No es que estas denuncias culturales, llevadas por los vientos de las redes sociales, carezcan totalmente de fundamento. Los creativos y las personas deben ser diligentes y no descuidados en sus incursiones en otras culturas y su incursión debe evitar estereotipos perezosos, muchas veces irrespetuosos con la diversidad y la historia misma. Alguien, ¡carajo!, podría tomárselo muy mal o tal vez tomarse una broma inocente al pie de la letra. El colonialismo cultural, como el colonialismo tout-court, es un fenómeno reprobable, pero debe ser extirpado en la batalla de las ideas, no en la lapidación. La cuestión es que las redes sociales, con su mecanismo viral, favorecen más a los segundos que a los primeros. Con 280 caracteres disponibles, qué argumento sensato se puede desarrollar, si no se cocina con eslóganes, invectivas o cortesías.

¿Es mejor la autocensura?

en su sustancia la idea de que hablar, retratar y crear narrativas sobre lugares o personas que no pertenecen a la tradición cultural propia o incluso a la experiencia personal es una especie de colonialismo cultural es, en sí mismo, una locura. Si a los hombres no se les hubiera permitido hablar de las mujeres, no habríamos tenido a Madame Bovary ni a Anna Karenina. Si, por el contrario, hubieran sido las mujeres las que hubieran recibido la misma prohibición, no habríamos tenido la magnífica trilogía de Hilary Mantel sobre Thomas Cromwell, el político y cortesano Tudor, una obra que ha ganado el mayor premio literario del mundo durante dos años consecutivos. años. Nadie ha acusado hasta ahora al combativo escritor inglés de apropiación cultural, pero puede que solo sea cuestión de tiempo si se decide llevar este dogma hasta sus extremas y lógicas consecuencias brutalmente binarias. En este punto, el purismo exigiría el abandono del índice de un arte noble y antiguo como es la parodia. Las películas de Mel Brooks deberían ser incineradas como El último tango. Incluso la sátira podría estar en la lista negra. Entonces sería desertificación cultural: “Desertum fecerunt et pacem appellaverunt”. La corrección política es un asunto serio, pero sus fronteras están mal trazadas y las vallas son un ejercicio exigente como lo fueron los capitalistas. Además, lo políticamente correcto al final tiene el efecto contrario al que propone combatir, radicaliza las ideas e introduce la censura, o peor aún, la autocensura, el samizdat. Una de las mentes más especulativas y visionarias de Silicon Valley, Peter Thiel, ha decidido respaldar a Trump porque está asqueado por la tonta letanía de la corrección política, el evangelio del Valle.
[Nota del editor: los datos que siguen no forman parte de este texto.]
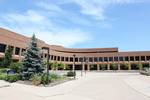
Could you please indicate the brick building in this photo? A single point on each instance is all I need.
(85, 59)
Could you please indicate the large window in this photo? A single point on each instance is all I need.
(147, 58)
(100, 59)
(76, 59)
(66, 59)
(126, 58)
(115, 58)
(80, 59)
(17, 51)
(71, 59)
(2, 48)
(132, 58)
(95, 59)
(105, 59)
(58, 58)
(110, 58)
(142, 58)
(90, 59)
(137, 58)
(120, 58)
(62, 58)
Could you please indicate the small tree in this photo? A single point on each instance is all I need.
(125, 66)
(114, 66)
(32, 63)
(8, 57)
(54, 65)
(60, 65)
(103, 67)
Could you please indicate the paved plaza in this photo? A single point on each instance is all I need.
(92, 86)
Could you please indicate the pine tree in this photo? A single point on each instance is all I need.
(32, 62)
(8, 57)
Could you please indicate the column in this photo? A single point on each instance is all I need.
(141, 66)
(14, 50)
(129, 66)
(83, 67)
(118, 66)
(98, 67)
(73, 67)
(64, 66)
(88, 67)
(108, 66)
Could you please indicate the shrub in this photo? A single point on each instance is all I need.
(36, 79)
(44, 79)
(54, 77)
(104, 67)
(16, 67)
(12, 77)
(3, 76)
(3, 70)
(71, 74)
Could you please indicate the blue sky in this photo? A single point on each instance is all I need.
(81, 23)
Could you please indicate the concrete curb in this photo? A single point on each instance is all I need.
(139, 85)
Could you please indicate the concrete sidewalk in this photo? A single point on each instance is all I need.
(140, 83)
(4, 84)
(92, 86)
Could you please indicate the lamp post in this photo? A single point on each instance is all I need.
(82, 66)
(86, 62)
(48, 58)
(74, 65)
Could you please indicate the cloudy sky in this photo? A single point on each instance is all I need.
(81, 23)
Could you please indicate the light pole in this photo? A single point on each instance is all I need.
(82, 66)
(74, 65)
(48, 58)
(86, 62)
(149, 64)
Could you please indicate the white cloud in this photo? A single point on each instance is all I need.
(34, 22)
(97, 8)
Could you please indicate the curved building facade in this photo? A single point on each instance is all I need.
(84, 59)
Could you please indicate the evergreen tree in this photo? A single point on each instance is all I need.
(8, 57)
(32, 62)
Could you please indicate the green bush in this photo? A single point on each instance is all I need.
(44, 80)
(3, 76)
(16, 66)
(36, 79)
(71, 74)
(114, 67)
(12, 77)
(3, 70)
(104, 67)
(54, 77)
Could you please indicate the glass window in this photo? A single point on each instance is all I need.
(120, 58)
(147, 58)
(126, 58)
(71, 59)
(80, 59)
(66, 59)
(58, 58)
(142, 58)
(105, 58)
(62, 58)
(110, 58)
(2, 48)
(115, 58)
(90, 59)
(100, 59)
(137, 58)
(131, 58)
(95, 59)
(76, 59)
(17, 51)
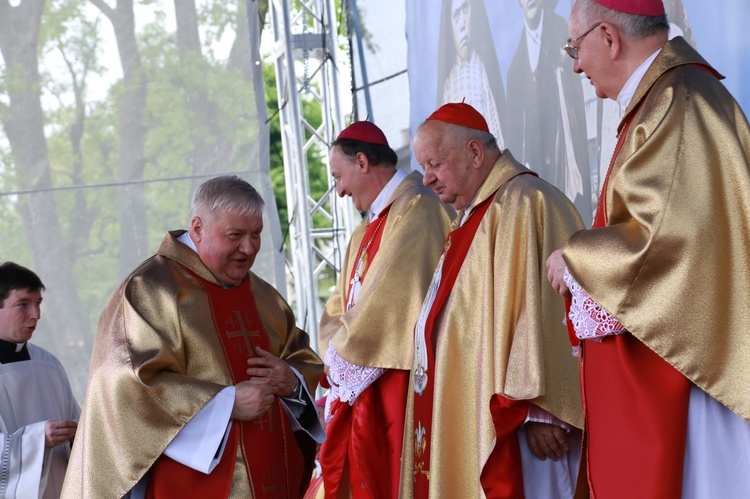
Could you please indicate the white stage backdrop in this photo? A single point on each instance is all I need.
(505, 58)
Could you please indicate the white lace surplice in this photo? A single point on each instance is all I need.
(589, 319)
(347, 380)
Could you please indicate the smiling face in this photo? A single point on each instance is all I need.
(350, 179)
(593, 57)
(19, 315)
(447, 169)
(227, 243)
(461, 22)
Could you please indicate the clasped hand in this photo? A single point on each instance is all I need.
(59, 432)
(270, 377)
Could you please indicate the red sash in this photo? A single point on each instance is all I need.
(273, 460)
(361, 456)
(362, 452)
(456, 247)
(635, 409)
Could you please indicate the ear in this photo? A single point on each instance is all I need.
(612, 40)
(196, 229)
(362, 162)
(476, 151)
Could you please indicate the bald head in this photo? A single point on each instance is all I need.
(616, 45)
(456, 160)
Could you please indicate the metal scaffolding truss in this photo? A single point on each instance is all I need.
(305, 41)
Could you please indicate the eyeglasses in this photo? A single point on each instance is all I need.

Si la corrección política se convierte en un dogma, en ese momento solo quedaría una opción para los creativos, hablar de sí mismos y representarse a sí mismos. En este caso, la autocensura podría filtrar sólo obras, o mejor dicho, obras maestras, como My Brilliant Friend de Elena Ferrante o My Struggle de Karl Ove Knausgaard, aunque estas últimas podrían incurrir en la acusación de haberse apropiado de las historias de otras personas, como como familiares, amigos y conocidos. Y de hecho, al escritor de Bergen no le faltaron quebraderos de cabeza.
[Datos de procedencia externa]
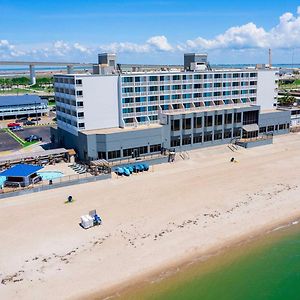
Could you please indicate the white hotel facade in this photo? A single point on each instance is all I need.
(124, 109)
(86, 102)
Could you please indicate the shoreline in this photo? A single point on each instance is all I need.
(170, 270)
(153, 222)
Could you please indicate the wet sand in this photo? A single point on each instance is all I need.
(151, 221)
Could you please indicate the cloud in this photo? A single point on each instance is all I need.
(155, 43)
(8, 50)
(285, 35)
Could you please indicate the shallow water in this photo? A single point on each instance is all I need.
(267, 268)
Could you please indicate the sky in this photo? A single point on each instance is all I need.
(150, 31)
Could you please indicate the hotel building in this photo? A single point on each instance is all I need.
(102, 108)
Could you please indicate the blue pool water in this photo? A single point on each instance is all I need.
(47, 175)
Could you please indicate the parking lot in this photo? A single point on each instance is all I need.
(42, 131)
(7, 143)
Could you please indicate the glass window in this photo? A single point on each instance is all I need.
(186, 124)
(175, 125)
(197, 122)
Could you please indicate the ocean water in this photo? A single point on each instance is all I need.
(267, 268)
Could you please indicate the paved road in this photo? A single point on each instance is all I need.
(7, 143)
(42, 131)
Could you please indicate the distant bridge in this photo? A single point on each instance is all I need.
(32, 64)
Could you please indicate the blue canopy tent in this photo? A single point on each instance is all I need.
(21, 175)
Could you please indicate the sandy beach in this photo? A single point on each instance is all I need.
(151, 221)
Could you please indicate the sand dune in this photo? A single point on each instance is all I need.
(150, 221)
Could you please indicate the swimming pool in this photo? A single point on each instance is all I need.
(48, 175)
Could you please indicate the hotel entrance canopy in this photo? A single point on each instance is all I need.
(251, 127)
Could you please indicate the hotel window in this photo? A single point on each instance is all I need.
(175, 141)
(140, 99)
(186, 140)
(226, 75)
(175, 125)
(197, 138)
(237, 117)
(141, 109)
(176, 97)
(164, 97)
(155, 148)
(152, 108)
(228, 118)
(245, 75)
(176, 77)
(218, 120)
(236, 132)
(227, 133)
(127, 100)
(218, 135)
(207, 85)
(127, 79)
(153, 98)
(207, 76)
(176, 87)
(187, 96)
(186, 124)
(153, 88)
(197, 122)
(114, 154)
(207, 136)
(153, 78)
(197, 86)
(127, 90)
(207, 121)
(197, 76)
(139, 89)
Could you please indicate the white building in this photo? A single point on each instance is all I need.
(122, 99)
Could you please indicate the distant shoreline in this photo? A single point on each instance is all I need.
(143, 283)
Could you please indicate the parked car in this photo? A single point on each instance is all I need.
(28, 123)
(33, 138)
(17, 128)
(11, 125)
(21, 119)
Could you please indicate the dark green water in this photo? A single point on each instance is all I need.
(265, 269)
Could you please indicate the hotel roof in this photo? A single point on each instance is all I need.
(20, 100)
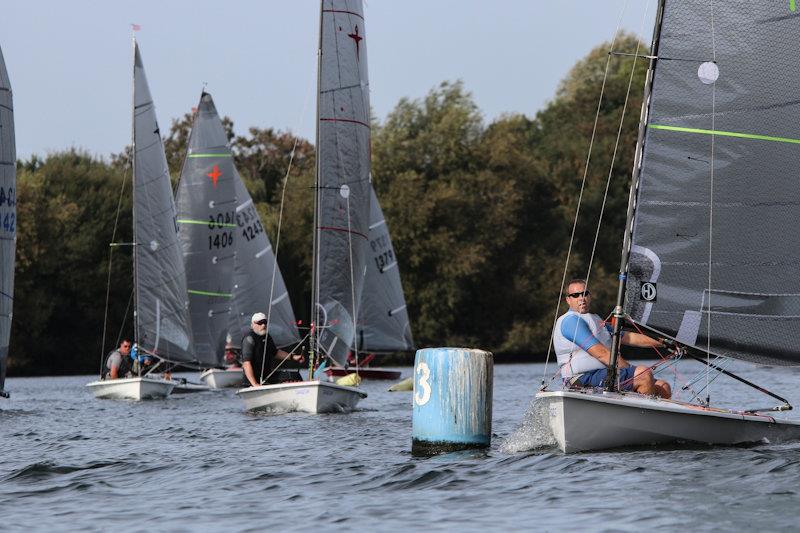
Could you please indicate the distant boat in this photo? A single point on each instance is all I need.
(228, 257)
(384, 325)
(709, 258)
(8, 217)
(161, 317)
(341, 213)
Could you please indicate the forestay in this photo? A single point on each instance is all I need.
(719, 180)
(206, 204)
(384, 325)
(8, 214)
(343, 151)
(255, 263)
(162, 314)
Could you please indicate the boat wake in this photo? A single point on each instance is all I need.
(533, 433)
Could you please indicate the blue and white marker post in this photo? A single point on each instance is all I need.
(452, 400)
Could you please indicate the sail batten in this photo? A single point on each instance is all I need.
(162, 315)
(712, 263)
(8, 214)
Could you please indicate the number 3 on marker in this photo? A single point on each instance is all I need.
(425, 373)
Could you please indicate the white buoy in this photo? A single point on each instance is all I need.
(452, 399)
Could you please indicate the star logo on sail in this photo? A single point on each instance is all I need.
(214, 175)
(357, 38)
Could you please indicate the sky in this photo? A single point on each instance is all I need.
(70, 61)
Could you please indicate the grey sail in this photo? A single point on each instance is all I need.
(343, 174)
(253, 289)
(8, 214)
(715, 260)
(162, 314)
(206, 204)
(383, 323)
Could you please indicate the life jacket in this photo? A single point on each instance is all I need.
(572, 358)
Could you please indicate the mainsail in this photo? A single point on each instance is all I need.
(162, 314)
(206, 204)
(383, 323)
(8, 214)
(715, 258)
(343, 174)
(255, 264)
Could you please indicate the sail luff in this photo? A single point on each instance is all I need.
(733, 84)
(8, 215)
(384, 325)
(631, 210)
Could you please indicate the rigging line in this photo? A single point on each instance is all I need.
(614, 154)
(711, 209)
(580, 195)
(110, 257)
(280, 223)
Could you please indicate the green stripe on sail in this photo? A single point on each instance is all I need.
(204, 222)
(207, 293)
(721, 133)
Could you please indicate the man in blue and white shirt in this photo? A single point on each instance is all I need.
(583, 347)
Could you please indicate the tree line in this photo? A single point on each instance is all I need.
(480, 216)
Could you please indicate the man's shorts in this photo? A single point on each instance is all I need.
(597, 378)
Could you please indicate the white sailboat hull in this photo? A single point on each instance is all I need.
(587, 420)
(222, 379)
(139, 388)
(302, 396)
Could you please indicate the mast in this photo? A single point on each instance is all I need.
(611, 381)
(314, 313)
(133, 194)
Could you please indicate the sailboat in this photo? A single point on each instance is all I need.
(341, 213)
(8, 216)
(707, 259)
(161, 314)
(384, 325)
(228, 257)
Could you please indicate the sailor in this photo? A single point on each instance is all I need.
(118, 362)
(255, 346)
(583, 347)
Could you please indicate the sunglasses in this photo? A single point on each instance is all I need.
(579, 294)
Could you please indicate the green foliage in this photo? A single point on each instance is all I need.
(480, 217)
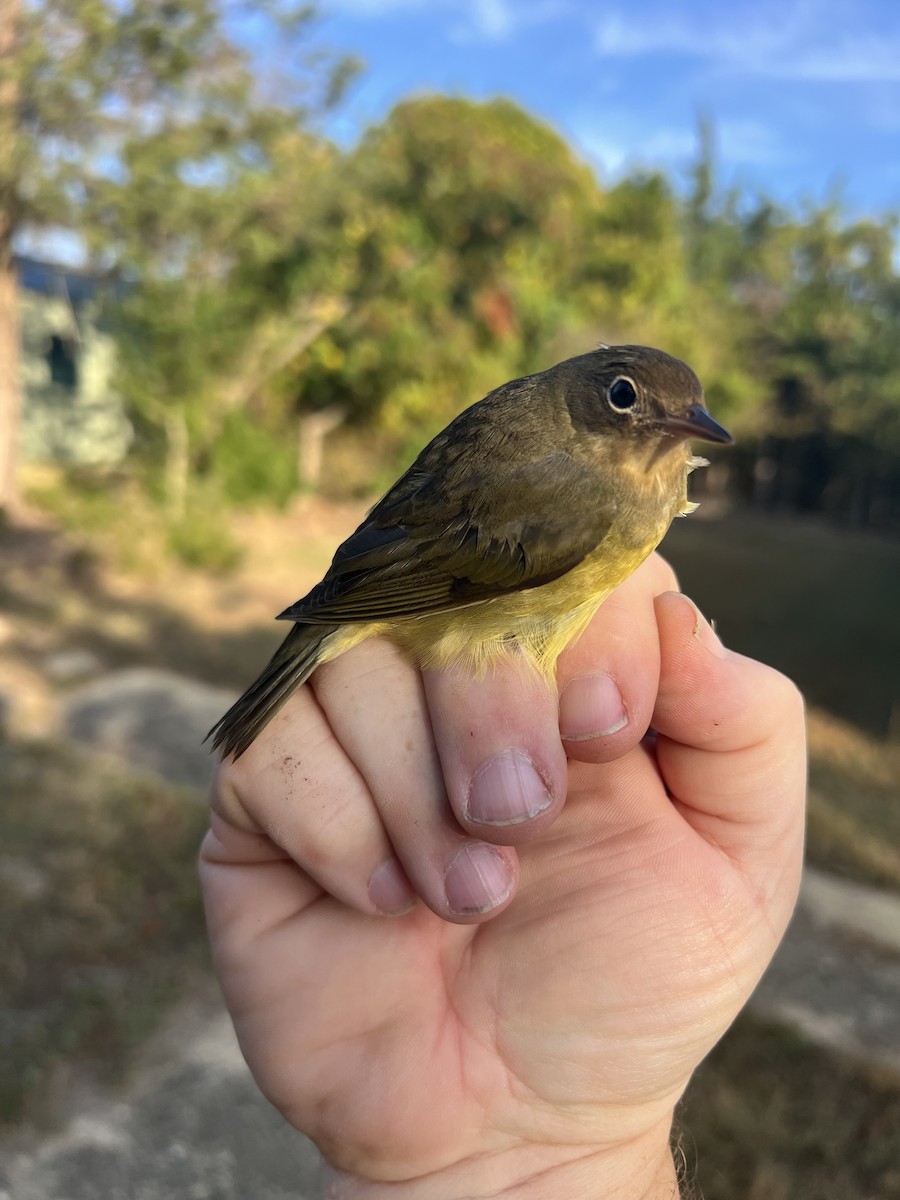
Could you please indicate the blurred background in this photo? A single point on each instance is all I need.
(252, 257)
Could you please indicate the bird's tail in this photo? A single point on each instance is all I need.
(291, 665)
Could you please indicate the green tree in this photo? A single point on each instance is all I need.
(150, 130)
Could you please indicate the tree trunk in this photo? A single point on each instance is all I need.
(10, 384)
(10, 373)
(178, 463)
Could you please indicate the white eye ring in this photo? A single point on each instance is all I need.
(622, 394)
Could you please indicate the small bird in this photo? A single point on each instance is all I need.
(509, 529)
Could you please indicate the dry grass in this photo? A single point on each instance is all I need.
(768, 1117)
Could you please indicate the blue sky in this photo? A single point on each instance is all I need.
(805, 95)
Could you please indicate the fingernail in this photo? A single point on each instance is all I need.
(705, 633)
(389, 889)
(477, 880)
(507, 790)
(591, 707)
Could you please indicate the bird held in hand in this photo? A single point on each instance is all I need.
(509, 529)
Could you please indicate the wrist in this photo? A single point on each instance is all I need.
(641, 1169)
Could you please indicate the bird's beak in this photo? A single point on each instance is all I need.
(695, 423)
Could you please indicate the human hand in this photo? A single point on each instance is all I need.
(539, 1044)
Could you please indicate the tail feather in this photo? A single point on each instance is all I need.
(291, 666)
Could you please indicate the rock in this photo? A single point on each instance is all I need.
(195, 1126)
(150, 719)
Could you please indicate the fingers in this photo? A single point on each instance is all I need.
(607, 679)
(498, 742)
(383, 787)
(376, 705)
(297, 786)
(731, 744)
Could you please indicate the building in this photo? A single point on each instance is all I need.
(72, 414)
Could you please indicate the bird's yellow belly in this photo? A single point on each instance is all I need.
(538, 622)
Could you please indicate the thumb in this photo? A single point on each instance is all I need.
(731, 748)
El punto es que el motor del arte y la literatura es la contaminación de experiencias y culturas y la salida del canon dominante. La fobia a la apropiación cultural anula este camino de comprensión y transmisión de experiencias diferentes a las propias.

El dogma de la apropiación cultural realmente nos haría más idiotas de lo que ya somos.